Note: Manually slicing dependencies inside `f` is not recommended, as it prevents the use of batching, and future versions may introduce automatic memory management utilizing this future.

### 2. Batching

Optionally, `f` can take in a list of tensors, instead of one at a time. The *max* size of the list is given by batch_size. Here is the same example as above but with batching:

```python
import torch
from infinite_tensor import TensorWindow, MemoryTileStore

tile_store = MemoryTileStore()

def zeros_tensor_func(ctx):
    return torch.zeros(10, 512, 512)  # (C, H, W)

base_window = TensorWindow((10, 512, 512))
base = tile_store.get_or_create("my_tensor", (10, None, None), zeros_tensor_func, base_window)

# Define an offset window for the dependent tensor
offset_window = TensorWindow((10, 512, 512), offset=(0, -256, -256))

# The function receives the upstream window directly (already sliced)
# now prev is a list of up to 4 tensors
def inc_func(ctx, prev):
    # return a list of the same size
    prev_stack = torch.stack(prev)
    return [p for p in (prev_stack + 1)]

dep = tile_store.get_or_create(
    "my_second_tensor",
    (10, None, None),
    inc_func,
    offset_window,
    args=(base,),
    args_windows=(offset_window,),
    batch_size=4
)

out = dep[:, 0:512, 0:512]  # ones
```

## Important Notes

1. **Create via TileStore**: Construct tensors with `tile_store.get_or_create(...)`. Direct construction of `InfiniteTensor` is not supported.
2. **Avoid manual slicing**: Do not manually slice dependencies.

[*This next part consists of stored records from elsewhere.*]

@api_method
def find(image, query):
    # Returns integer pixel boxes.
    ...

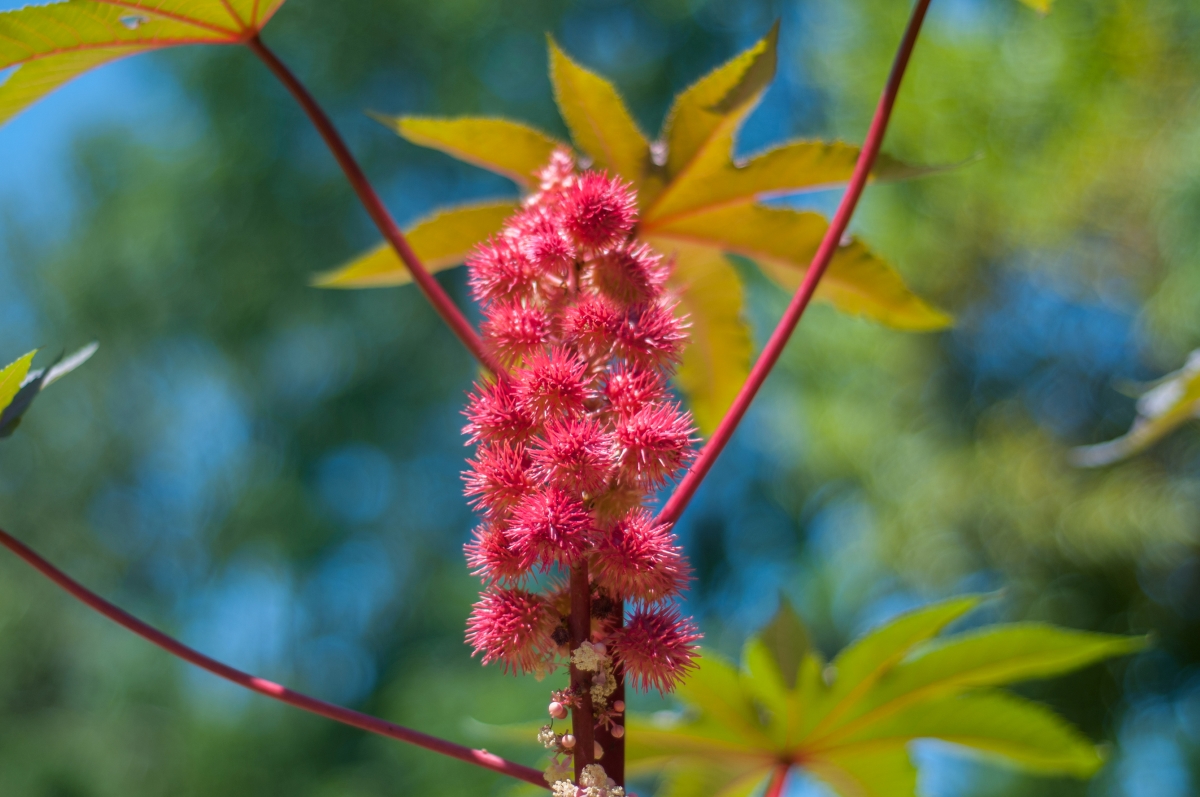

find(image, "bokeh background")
[0,0,1200,797]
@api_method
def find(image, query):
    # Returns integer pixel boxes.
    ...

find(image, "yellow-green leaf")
[384,115,563,188]
[656,763,772,797]
[550,40,650,186]
[0,0,283,124]
[672,245,752,435]
[313,200,516,288]
[643,140,921,225]
[1072,349,1200,468]
[648,204,952,331]
[0,343,100,438]
[805,743,917,797]
[643,23,779,223]
[839,691,1103,778]
[0,349,37,412]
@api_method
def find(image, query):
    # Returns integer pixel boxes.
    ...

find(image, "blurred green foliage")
[0,0,1200,797]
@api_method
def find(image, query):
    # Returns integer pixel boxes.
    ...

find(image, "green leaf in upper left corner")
[0,0,283,125]
[0,349,37,412]
[373,114,564,188]
[550,40,650,187]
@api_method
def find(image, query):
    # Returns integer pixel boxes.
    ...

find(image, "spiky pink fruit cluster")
[464,151,698,691]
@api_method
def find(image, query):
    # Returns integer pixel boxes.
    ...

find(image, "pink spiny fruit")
[592,509,690,603]
[612,606,700,693]
[463,151,697,694]
[467,589,554,672]
[463,523,529,586]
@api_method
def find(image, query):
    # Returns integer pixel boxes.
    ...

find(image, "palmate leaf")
[313,199,516,288]
[1072,349,1200,468]
[0,0,283,124]
[550,40,650,187]
[628,597,1145,797]
[0,343,100,438]
[0,349,37,412]
[318,26,950,433]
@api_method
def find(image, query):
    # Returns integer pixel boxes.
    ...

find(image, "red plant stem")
[0,529,546,787]
[246,36,504,373]
[568,559,595,783]
[762,763,792,797]
[658,0,930,523]
[593,600,625,786]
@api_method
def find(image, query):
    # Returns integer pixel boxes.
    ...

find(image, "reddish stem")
[0,529,546,789]
[762,763,792,797]
[246,36,504,373]
[658,0,930,523]
[568,559,595,783]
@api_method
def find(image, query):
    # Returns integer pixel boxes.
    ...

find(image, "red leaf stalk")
[658,0,930,525]
[246,36,504,373]
[0,531,546,789]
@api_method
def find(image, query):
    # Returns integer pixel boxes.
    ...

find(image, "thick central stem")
[569,559,595,783]
[596,600,625,786]
[246,36,504,374]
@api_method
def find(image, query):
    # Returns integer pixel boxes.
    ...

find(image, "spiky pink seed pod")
[612,606,700,694]
[463,443,533,517]
[613,302,688,368]
[532,418,616,493]
[463,523,529,586]
[588,244,667,305]
[467,235,538,305]
[516,347,590,424]
[563,296,622,359]
[563,172,637,250]
[535,146,575,193]
[509,487,592,570]
[511,208,577,278]
[480,300,551,367]
[467,589,556,672]
[462,379,534,444]
[601,365,667,418]
[593,509,690,603]
[616,405,695,487]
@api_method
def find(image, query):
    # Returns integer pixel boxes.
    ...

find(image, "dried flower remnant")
[464,151,698,777]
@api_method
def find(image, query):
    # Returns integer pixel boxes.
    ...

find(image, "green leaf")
[672,246,754,435]
[678,653,772,748]
[758,595,811,689]
[628,597,1145,797]
[646,140,947,229]
[809,595,979,736]
[832,623,1146,738]
[0,0,283,124]
[656,765,770,797]
[1072,349,1200,468]
[313,200,516,288]
[644,204,952,331]
[0,343,100,438]
[381,114,564,188]
[550,40,650,187]
[0,349,37,411]
[825,691,1103,778]
[805,743,917,797]
[643,22,779,218]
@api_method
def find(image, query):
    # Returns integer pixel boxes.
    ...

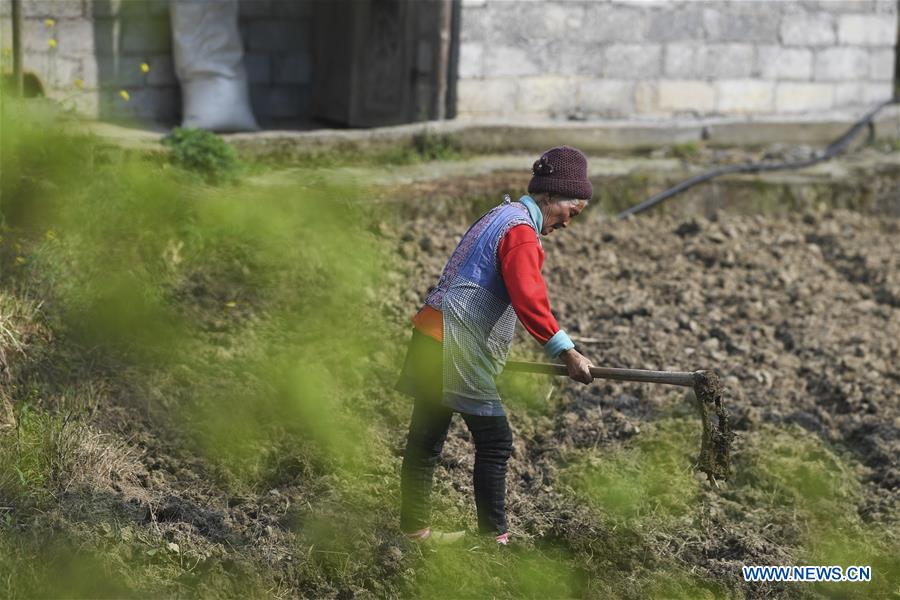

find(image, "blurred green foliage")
[162,127,241,183]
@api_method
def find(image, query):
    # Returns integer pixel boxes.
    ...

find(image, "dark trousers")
[398,331,512,535]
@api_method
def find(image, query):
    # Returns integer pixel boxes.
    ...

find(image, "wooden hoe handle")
[506,360,695,387]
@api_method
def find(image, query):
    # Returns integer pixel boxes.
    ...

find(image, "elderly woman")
[397,146,593,545]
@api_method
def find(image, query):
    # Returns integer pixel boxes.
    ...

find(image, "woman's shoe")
[406,527,466,546]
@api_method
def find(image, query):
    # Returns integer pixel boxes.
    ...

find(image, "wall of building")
[458,0,898,119]
[0,0,312,125]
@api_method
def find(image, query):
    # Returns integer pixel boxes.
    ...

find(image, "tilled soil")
[388,200,900,596]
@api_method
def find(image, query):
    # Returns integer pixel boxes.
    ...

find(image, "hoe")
[506,361,734,483]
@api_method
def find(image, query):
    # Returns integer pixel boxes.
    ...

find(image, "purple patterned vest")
[425,196,537,416]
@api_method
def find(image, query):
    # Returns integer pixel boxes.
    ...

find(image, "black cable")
[616,98,900,219]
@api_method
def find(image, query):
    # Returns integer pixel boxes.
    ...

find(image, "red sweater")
[412,225,559,345]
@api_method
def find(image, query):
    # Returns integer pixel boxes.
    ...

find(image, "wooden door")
[311,0,451,127]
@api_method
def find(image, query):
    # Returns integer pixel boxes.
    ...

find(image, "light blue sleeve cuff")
[544,329,575,358]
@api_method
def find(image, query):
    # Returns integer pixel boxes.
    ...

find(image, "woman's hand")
[559,348,594,383]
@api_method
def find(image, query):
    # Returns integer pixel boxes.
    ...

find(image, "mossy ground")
[0,96,900,598]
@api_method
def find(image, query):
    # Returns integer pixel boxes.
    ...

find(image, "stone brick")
[80,56,116,90]
[147,54,178,86]
[756,46,813,81]
[115,56,152,88]
[781,13,836,46]
[24,0,84,19]
[838,15,897,46]
[634,81,659,114]
[459,42,484,79]
[416,39,434,73]
[869,50,896,80]
[70,90,100,119]
[238,0,272,18]
[456,79,517,116]
[775,83,834,112]
[833,81,863,107]
[516,75,576,118]
[604,44,662,79]
[647,4,703,42]
[697,44,754,79]
[535,40,606,77]
[459,5,491,42]
[85,0,128,17]
[244,52,272,84]
[815,47,869,81]
[715,79,775,113]
[54,19,96,56]
[703,2,781,43]
[22,19,59,53]
[119,18,172,55]
[512,2,591,39]
[577,2,653,43]
[862,81,894,104]
[93,17,120,57]
[484,46,541,77]
[246,19,311,52]
[272,52,312,83]
[577,79,634,117]
[657,80,716,113]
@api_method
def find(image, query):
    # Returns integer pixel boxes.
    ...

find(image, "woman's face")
[541,198,587,235]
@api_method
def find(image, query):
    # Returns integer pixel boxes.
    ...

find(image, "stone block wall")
[458,0,898,119]
[0,0,313,125]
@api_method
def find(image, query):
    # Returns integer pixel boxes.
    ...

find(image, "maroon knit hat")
[528,146,594,200]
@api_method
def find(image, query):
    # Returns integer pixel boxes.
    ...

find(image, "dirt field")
[390,191,900,597]
[0,130,900,599]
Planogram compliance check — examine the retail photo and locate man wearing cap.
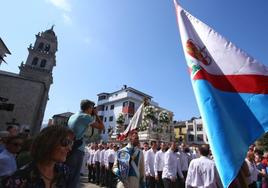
[113,130,145,188]
[66,100,104,188]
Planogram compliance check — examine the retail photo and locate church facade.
[0,27,58,134]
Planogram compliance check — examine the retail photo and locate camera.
[0,103,14,111]
[91,107,97,116]
[0,97,14,111]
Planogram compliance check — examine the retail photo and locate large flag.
[174,0,268,187]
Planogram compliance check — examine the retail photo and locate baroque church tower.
[19,26,58,133]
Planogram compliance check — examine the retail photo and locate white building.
[185,118,208,144]
[0,27,58,134]
[0,38,11,66]
[97,85,158,140]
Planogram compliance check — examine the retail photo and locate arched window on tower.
[45,44,50,52]
[32,57,38,65]
[40,59,47,67]
[37,42,44,50]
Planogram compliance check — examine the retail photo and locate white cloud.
[62,13,72,25]
[47,0,72,12]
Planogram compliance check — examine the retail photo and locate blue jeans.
[66,149,85,188]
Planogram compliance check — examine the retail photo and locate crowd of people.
[0,100,268,188]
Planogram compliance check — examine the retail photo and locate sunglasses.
[60,138,74,147]
[10,142,22,147]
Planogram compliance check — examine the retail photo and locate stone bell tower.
[19,26,58,133]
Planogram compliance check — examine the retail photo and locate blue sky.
[0,0,268,121]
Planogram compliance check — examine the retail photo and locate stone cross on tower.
[19,25,58,133]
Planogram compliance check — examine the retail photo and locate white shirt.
[185,156,222,188]
[154,150,165,176]
[177,151,190,171]
[93,149,100,164]
[100,149,106,165]
[162,149,183,179]
[87,149,96,165]
[108,149,116,163]
[245,159,259,184]
[144,148,156,177]
[104,148,111,168]
[0,149,17,176]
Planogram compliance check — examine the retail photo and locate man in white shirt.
[113,130,145,188]
[144,141,157,188]
[108,144,118,188]
[104,143,112,185]
[154,142,166,188]
[100,143,107,186]
[178,144,192,179]
[142,142,149,159]
[162,141,183,188]
[87,144,95,182]
[185,144,222,188]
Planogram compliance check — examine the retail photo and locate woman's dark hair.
[31,125,73,162]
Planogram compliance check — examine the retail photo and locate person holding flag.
[174,0,268,187]
[113,129,145,188]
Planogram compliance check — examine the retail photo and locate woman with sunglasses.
[2,125,73,188]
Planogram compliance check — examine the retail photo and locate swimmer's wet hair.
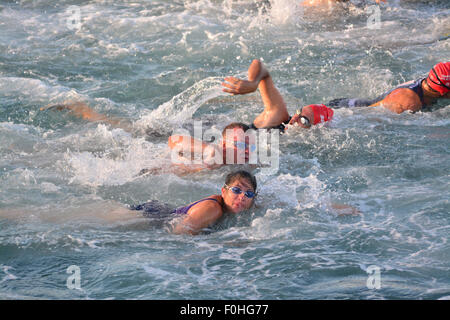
[222,122,250,136]
[225,170,257,191]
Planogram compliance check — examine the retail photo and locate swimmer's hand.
[40,101,107,121]
[222,77,259,95]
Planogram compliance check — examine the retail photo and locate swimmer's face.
[289,114,311,129]
[222,179,256,213]
[424,78,445,98]
[223,128,254,164]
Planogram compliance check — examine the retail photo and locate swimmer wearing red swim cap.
[222,59,333,131]
[328,62,450,113]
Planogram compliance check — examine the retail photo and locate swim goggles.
[224,185,257,199]
[296,109,311,127]
[427,68,450,90]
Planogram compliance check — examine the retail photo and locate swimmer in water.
[328,62,450,114]
[130,170,257,235]
[168,122,256,172]
[41,106,256,175]
[222,59,333,132]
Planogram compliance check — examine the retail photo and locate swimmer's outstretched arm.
[40,101,131,131]
[168,135,223,175]
[222,59,289,128]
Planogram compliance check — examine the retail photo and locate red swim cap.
[309,104,333,124]
[427,62,450,96]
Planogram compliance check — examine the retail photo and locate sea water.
[0,0,450,299]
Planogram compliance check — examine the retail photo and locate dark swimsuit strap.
[174,198,220,214]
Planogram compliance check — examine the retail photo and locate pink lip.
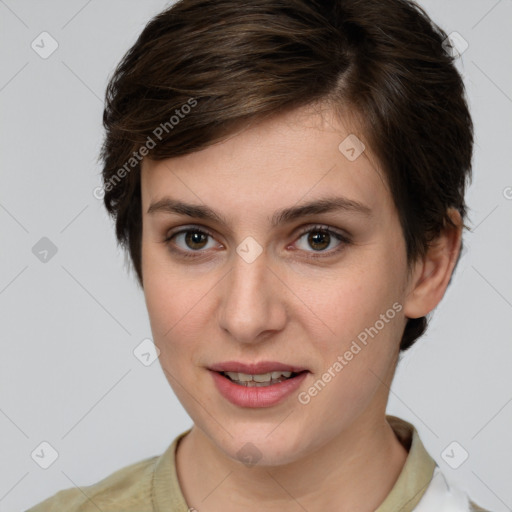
[209,361,307,375]
[210,366,309,408]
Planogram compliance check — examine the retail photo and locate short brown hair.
[100,0,473,351]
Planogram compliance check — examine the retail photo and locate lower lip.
[211,371,308,407]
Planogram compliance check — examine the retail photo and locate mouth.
[218,370,307,388]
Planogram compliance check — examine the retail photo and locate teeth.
[224,371,292,387]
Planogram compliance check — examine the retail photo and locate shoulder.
[469,500,490,512]
[414,466,489,512]
[27,456,158,512]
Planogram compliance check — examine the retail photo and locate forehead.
[141,107,393,222]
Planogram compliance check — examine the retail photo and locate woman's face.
[141,104,420,465]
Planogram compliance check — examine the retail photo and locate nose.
[217,247,287,344]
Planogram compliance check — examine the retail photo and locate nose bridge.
[220,241,284,343]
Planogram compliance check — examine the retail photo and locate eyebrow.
[147,197,372,227]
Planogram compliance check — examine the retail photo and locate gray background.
[0,0,512,511]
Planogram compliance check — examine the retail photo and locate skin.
[141,102,461,512]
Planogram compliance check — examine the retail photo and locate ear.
[404,208,462,318]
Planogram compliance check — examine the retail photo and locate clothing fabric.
[27,415,488,512]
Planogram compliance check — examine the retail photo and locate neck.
[176,415,407,512]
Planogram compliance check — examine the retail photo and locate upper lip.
[209,361,307,375]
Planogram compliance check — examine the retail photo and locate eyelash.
[163,224,351,259]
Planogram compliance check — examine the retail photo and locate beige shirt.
[27,415,486,512]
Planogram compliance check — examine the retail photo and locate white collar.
[414,466,471,512]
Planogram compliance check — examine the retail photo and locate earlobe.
[404,208,462,318]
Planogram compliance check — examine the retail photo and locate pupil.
[309,231,329,250]
[185,231,206,249]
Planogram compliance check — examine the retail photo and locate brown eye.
[298,226,350,258]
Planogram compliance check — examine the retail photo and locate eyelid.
[163,224,351,258]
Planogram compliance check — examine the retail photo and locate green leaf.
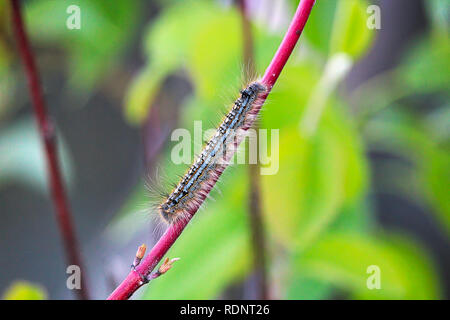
[297,233,440,299]
[293,0,337,56]
[25,0,141,89]
[330,0,375,59]
[3,281,47,300]
[366,110,450,232]
[0,117,73,194]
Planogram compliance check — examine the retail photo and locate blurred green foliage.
[111,0,450,299]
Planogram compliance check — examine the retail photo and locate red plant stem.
[11,0,88,299]
[238,0,269,300]
[261,0,315,92]
[108,0,315,300]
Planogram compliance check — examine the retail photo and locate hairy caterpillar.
[158,82,267,223]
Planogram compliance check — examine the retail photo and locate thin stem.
[261,0,316,91]
[11,0,88,299]
[238,0,268,300]
[108,0,315,300]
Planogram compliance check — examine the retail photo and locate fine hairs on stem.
[11,0,89,300]
[108,0,315,300]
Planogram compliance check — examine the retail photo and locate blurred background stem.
[237,0,268,299]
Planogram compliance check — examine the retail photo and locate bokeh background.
[0,0,450,299]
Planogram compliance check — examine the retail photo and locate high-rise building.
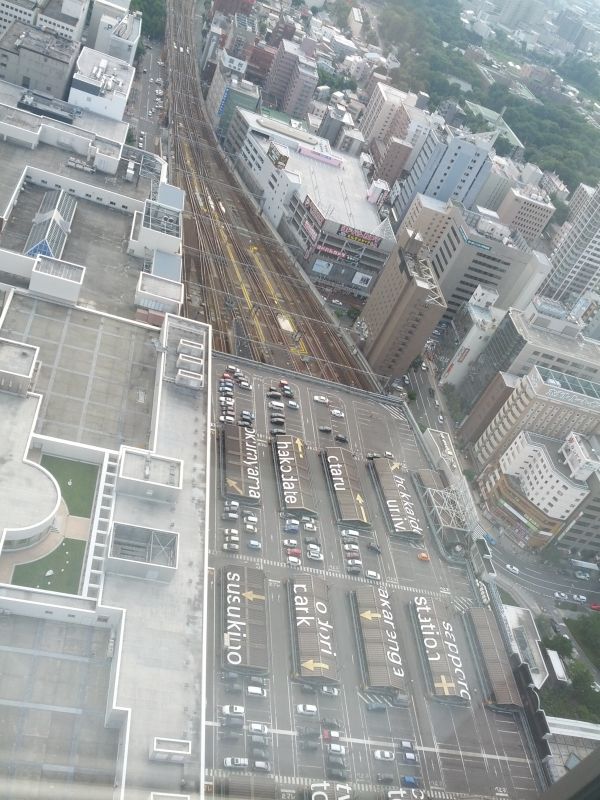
[454,297,600,408]
[206,50,260,141]
[498,186,556,242]
[540,187,600,306]
[390,126,497,221]
[263,39,319,119]
[431,203,550,319]
[360,83,417,142]
[473,367,600,467]
[356,241,446,378]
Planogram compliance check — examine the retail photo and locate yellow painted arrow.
[356,494,367,522]
[242,589,265,602]
[302,658,329,672]
[361,610,381,622]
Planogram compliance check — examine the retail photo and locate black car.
[297,727,321,739]
[325,769,348,781]
[250,747,267,761]
[298,739,319,750]
[221,717,244,728]
[219,730,243,742]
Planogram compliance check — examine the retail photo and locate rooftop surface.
[0,339,37,375]
[0,81,127,146]
[0,21,79,64]
[0,180,155,318]
[509,308,600,365]
[103,318,209,798]
[0,293,158,455]
[0,392,59,536]
[0,612,118,800]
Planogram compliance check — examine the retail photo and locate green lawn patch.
[42,456,98,517]
[12,539,87,594]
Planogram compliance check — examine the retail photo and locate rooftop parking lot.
[206,359,537,800]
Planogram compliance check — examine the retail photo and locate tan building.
[398,194,452,250]
[356,240,446,378]
[0,22,80,100]
[459,372,518,444]
[498,186,556,241]
[474,367,600,466]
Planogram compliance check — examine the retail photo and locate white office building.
[390,126,497,221]
[69,47,135,120]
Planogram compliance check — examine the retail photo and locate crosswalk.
[204,769,471,800]
[204,769,394,792]
[213,543,442,600]
[452,597,475,611]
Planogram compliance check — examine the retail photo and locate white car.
[296,703,318,717]
[248,722,270,736]
[221,706,246,717]
[321,686,340,697]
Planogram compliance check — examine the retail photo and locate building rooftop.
[0,21,80,63]
[112,13,142,42]
[508,308,600,366]
[523,431,587,489]
[0,81,127,147]
[73,47,135,95]
[40,0,79,27]
[0,392,60,546]
[0,339,38,377]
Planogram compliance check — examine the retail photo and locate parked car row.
[221,500,262,553]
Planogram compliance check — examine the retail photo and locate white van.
[296,703,318,717]
[246,686,267,697]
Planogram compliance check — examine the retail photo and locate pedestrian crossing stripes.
[204,769,400,800]
[212,546,442,600]
[452,597,474,611]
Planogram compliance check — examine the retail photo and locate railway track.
[165,0,375,389]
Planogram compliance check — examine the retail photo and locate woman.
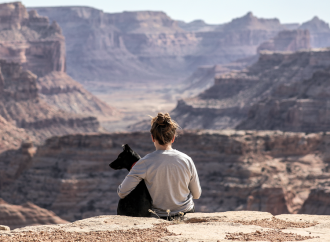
[117,113,202,218]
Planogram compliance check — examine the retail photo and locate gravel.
[0,224,175,242]
[225,230,318,242]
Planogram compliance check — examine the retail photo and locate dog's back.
[109,144,152,217]
[117,180,152,217]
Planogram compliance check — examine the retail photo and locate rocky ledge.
[0,211,330,242]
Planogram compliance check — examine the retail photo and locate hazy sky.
[0,0,330,23]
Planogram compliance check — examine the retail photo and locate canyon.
[0,130,330,226]
[0,199,68,229]
[172,49,330,132]
[25,6,330,131]
[0,2,330,233]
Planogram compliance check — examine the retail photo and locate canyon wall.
[27,7,292,85]
[0,130,330,221]
[0,2,119,147]
[172,49,330,132]
[0,60,99,141]
[0,198,68,229]
[299,17,330,48]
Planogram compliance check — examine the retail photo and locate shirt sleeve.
[188,160,202,199]
[117,161,147,198]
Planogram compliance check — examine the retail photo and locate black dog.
[109,144,152,217]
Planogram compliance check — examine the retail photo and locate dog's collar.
[131,161,138,170]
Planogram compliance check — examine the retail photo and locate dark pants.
[160,207,195,221]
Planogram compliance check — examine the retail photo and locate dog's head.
[109,144,141,171]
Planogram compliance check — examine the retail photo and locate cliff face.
[0,2,65,76]
[0,2,118,146]
[0,198,68,229]
[299,17,330,48]
[238,65,330,132]
[173,49,330,131]
[257,30,311,52]
[0,116,29,153]
[0,130,330,221]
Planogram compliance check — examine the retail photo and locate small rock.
[0,225,10,231]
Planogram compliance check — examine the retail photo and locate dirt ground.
[0,211,330,242]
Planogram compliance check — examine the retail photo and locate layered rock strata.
[238,65,330,132]
[0,2,116,130]
[0,2,65,76]
[0,116,29,153]
[257,30,311,52]
[0,211,329,242]
[172,49,330,132]
[299,17,330,48]
[0,130,330,221]
[0,198,68,229]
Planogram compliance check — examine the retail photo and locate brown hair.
[150,113,179,145]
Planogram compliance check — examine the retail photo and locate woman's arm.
[188,161,202,199]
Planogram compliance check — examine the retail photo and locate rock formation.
[0,2,65,76]
[0,60,99,140]
[0,2,119,146]
[0,211,330,242]
[0,130,330,221]
[299,17,330,48]
[257,30,311,52]
[238,65,330,132]
[299,182,330,214]
[172,49,330,132]
[28,7,292,85]
[0,116,29,153]
[0,198,68,229]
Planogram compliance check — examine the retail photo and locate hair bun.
[156,113,171,125]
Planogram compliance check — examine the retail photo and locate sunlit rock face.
[299,17,330,48]
[172,49,330,132]
[0,2,119,147]
[0,60,99,141]
[257,30,311,52]
[0,2,65,76]
[0,130,330,221]
[26,7,287,82]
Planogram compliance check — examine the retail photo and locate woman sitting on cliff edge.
[117,113,202,218]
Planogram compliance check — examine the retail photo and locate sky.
[0,0,330,24]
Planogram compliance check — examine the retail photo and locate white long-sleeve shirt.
[117,149,202,216]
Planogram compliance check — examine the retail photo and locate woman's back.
[128,149,201,216]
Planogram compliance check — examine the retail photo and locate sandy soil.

Use `args`/`args_windows` so the framework manages slicing and dependencies.
3. **CPU Only**: Outputs and inputs to `f` are always on the CPU. Returning tensors on other devices will raise errors.
4. **Window Size**: Your function must return exactly the size specified in `TensorWindow`.
5. **Finite Dimensions**: Non-infinite dimensions must fit in memory.

## Example

Check out `examples/blur.py` for a complete example showing how to:
- Process images larger than memory
- Handle boundaries correctly
- Chain multiple processing steps

## Troubleshooting

Common issues and solutions:

1. **Memory Issues**:
   - Reduce window size
   - Reduce chunk size
   - Reinitialize the relevant `TileStore` if tiles need to be discarded

2. **Shape Mismatches**:
   - Ensure your function returns exactly the window size
   - Check that window sizes match between dependent tensors

3. **Performance**:
   - Adjust chunk size to balance memory use and processing overhead
   - Consider window overlap requirements carefully

## License

MIT License - See LICENSE file for details.